In spite of the County housing agency scandals and the demands of community groups for more low income housing, County Commissioners displayed no sense of shame, declining to even replace the money stolen from the affordable housing programs. In Miami, Manny Diaz trudges forth in his quest to reduce poverty by removing all poor people from the City limits, replacing them with yuppie condo dwellers.

It is in this context that Miami's Omni Community Redevelopment Agency (CRA) is poised to divert millions of dollars from the poor, to fund parking for wealthy patrons of the CCPA and a tunnel for the Port of Miami.

Chapter 163 of the Florida Statutes allow the creation of CRAs to alleviate "blight" and "slum" areas by redistributing property and reinvesting captured property tax increments. The law allows great flexibility, but does require the production of a Community Redevelopment Plan, whose only tangible objective is to "Provide for the development of affordable housing in the area," or "state the reason" for not doing so (F.S. 163.360 S. 2(c)).

The proposed amendment to the Omni CRA Plan describes Central Miami, identifying East Omni as one of it's wealthiest areas, with average household income at $36,547, raising obvious questions regarding its inclusion in the CRA in the first place. Just across Biscayne Blvd., the West Omni is it's second poorest community, at $14,560 per household.

Naturally, the amended plan urges building over 2,000 "moderate and upper middle" income housing units for the wealthy East Omni. However, because the poorer East Omni "shows a very low demand for new units," urges a mere 394 units there. Evidently, the East Omni is the only low income area in Miami against more affordable housing.

What planet are these people from?

Because they are not spending it on affordable housing, the CRA is being tapped for $50 million to pay for Miami's share of the Port Tunnel. Because the Port is not, technically, in the CRA district, City Commissioners, who head the agency, will redraw the CRA boundaries in order to make sure the cash grab is legal, even if not moral.

Best of all, while local governments are crying broke when asked to fund housing, the $50 million tunnel contribution is not even in the CRA Plan. Commissioners will ignore both the plan and the CRA boundaries in order to creatively finance emergency funding for a proposal which has been on the table since 1981. On a legal note, while the Statute requires a Plan, there is no language obliging the CRA to actually adhere to the plan.

The lesson here is that when politicians want to fund a project, they will find the money.

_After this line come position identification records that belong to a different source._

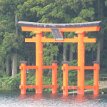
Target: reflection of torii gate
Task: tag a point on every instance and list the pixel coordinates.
(57, 31)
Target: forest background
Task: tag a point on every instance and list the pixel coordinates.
(13, 49)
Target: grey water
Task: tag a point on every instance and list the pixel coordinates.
(14, 99)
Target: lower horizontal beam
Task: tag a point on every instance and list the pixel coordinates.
(28, 86)
(72, 87)
(47, 67)
(67, 40)
(47, 86)
(73, 67)
(89, 87)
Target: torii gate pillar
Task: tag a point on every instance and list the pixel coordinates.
(39, 63)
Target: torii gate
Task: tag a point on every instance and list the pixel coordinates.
(57, 30)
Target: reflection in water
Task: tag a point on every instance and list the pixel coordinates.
(48, 100)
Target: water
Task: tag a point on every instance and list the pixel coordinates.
(14, 99)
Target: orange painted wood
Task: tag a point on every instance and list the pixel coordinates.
(72, 29)
(73, 40)
(89, 40)
(23, 78)
(47, 67)
(31, 67)
(96, 79)
(89, 87)
(54, 78)
(72, 87)
(30, 87)
(81, 62)
(73, 67)
(47, 86)
(67, 40)
(65, 79)
(89, 67)
(39, 63)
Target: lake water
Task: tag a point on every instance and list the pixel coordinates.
(14, 99)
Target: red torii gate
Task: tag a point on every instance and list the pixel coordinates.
(80, 29)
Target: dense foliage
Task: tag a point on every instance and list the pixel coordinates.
(12, 46)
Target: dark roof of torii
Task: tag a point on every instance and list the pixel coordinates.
(58, 25)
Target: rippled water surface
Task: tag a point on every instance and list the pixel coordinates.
(14, 99)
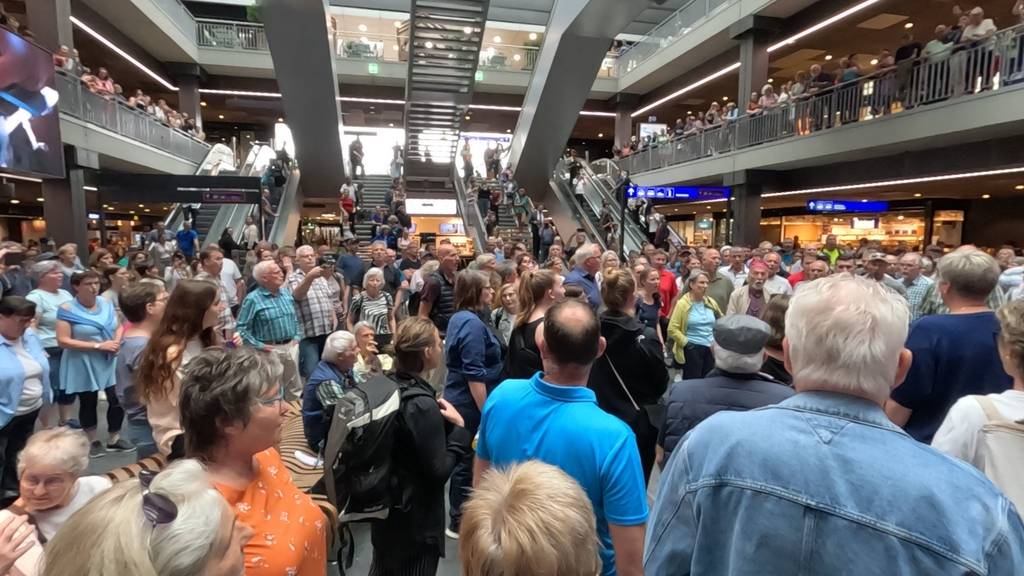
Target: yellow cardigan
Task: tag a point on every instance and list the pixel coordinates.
(677, 323)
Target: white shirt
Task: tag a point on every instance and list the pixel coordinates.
(32, 389)
(229, 275)
(961, 433)
(48, 522)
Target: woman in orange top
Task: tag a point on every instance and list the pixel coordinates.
(231, 411)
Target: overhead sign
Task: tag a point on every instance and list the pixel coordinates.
(678, 193)
(847, 206)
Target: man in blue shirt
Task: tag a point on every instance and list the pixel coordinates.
(823, 483)
(555, 418)
(187, 241)
(588, 262)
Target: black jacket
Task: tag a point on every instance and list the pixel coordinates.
(691, 402)
(426, 449)
(637, 359)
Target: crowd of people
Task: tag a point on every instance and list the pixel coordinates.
(545, 385)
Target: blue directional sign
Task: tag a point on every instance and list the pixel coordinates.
(846, 206)
(678, 193)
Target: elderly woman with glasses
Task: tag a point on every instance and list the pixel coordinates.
(25, 385)
(52, 488)
(231, 412)
(168, 524)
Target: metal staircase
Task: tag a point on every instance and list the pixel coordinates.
(443, 52)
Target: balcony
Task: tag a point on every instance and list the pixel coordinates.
(889, 107)
(97, 116)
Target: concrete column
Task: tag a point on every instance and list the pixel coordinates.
(50, 22)
(755, 35)
(65, 210)
(745, 207)
(625, 105)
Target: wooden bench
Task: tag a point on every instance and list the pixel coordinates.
(292, 440)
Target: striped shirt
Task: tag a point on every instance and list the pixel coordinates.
(374, 311)
(916, 291)
(316, 312)
(266, 317)
(226, 320)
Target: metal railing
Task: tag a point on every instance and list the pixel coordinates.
(966, 70)
(115, 115)
(681, 23)
(180, 15)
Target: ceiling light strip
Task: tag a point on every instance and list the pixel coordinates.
(685, 89)
(123, 53)
(901, 181)
(823, 24)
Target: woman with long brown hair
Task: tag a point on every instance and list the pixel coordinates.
(188, 326)
(539, 290)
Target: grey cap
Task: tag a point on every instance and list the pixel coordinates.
(741, 334)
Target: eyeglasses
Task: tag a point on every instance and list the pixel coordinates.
(157, 508)
(275, 400)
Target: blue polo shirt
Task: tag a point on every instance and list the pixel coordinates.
(563, 426)
(579, 277)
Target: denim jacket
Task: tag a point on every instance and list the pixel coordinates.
(12, 374)
(824, 484)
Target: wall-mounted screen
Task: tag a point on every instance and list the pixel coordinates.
(30, 125)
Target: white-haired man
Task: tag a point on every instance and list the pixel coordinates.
(267, 323)
(331, 376)
(736, 382)
(823, 483)
(588, 262)
(955, 354)
(316, 304)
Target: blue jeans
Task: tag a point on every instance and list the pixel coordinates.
(309, 353)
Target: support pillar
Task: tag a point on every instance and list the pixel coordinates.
(65, 210)
(755, 35)
(745, 207)
(50, 22)
(188, 76)
(625, 105)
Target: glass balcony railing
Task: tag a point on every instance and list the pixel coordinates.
(963, 71)
(681, 23)
(114, 115)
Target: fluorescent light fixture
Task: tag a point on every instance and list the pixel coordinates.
(902, 181)
(123, 54)
(823, 24)
(685, 89)
(15, 177)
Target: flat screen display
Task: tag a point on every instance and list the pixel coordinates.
(30, 125)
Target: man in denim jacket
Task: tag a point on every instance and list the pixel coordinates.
(823, 483)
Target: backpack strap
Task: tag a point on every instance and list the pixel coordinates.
(991, 412)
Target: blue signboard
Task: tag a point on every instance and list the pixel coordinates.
(847, 206)
(678, 193)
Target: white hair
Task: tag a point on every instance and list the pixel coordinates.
(336, 343)
(260, 270)
(845, 334)
(62, 448)
(372, 273)
(738, 363)
(111, 535)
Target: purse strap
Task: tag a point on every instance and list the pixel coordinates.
(622, 383)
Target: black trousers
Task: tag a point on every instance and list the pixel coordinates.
(698, 361)
(88, 413)
(12, 440)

Politically connected developers will get their share, a portion of which they will gladly reinvest in the elected officials who approved the expenditure in the first place.

Today, the CRA has more than $50 million earmarked for the poor, which can be used to build affordable housing. But elected officials simply do not want to build homes for poor Black people. These officials, whether through the CRA or other government agency, take money from the poor, drive it through the underground tunnel, and deliver it to the center for the performing rich.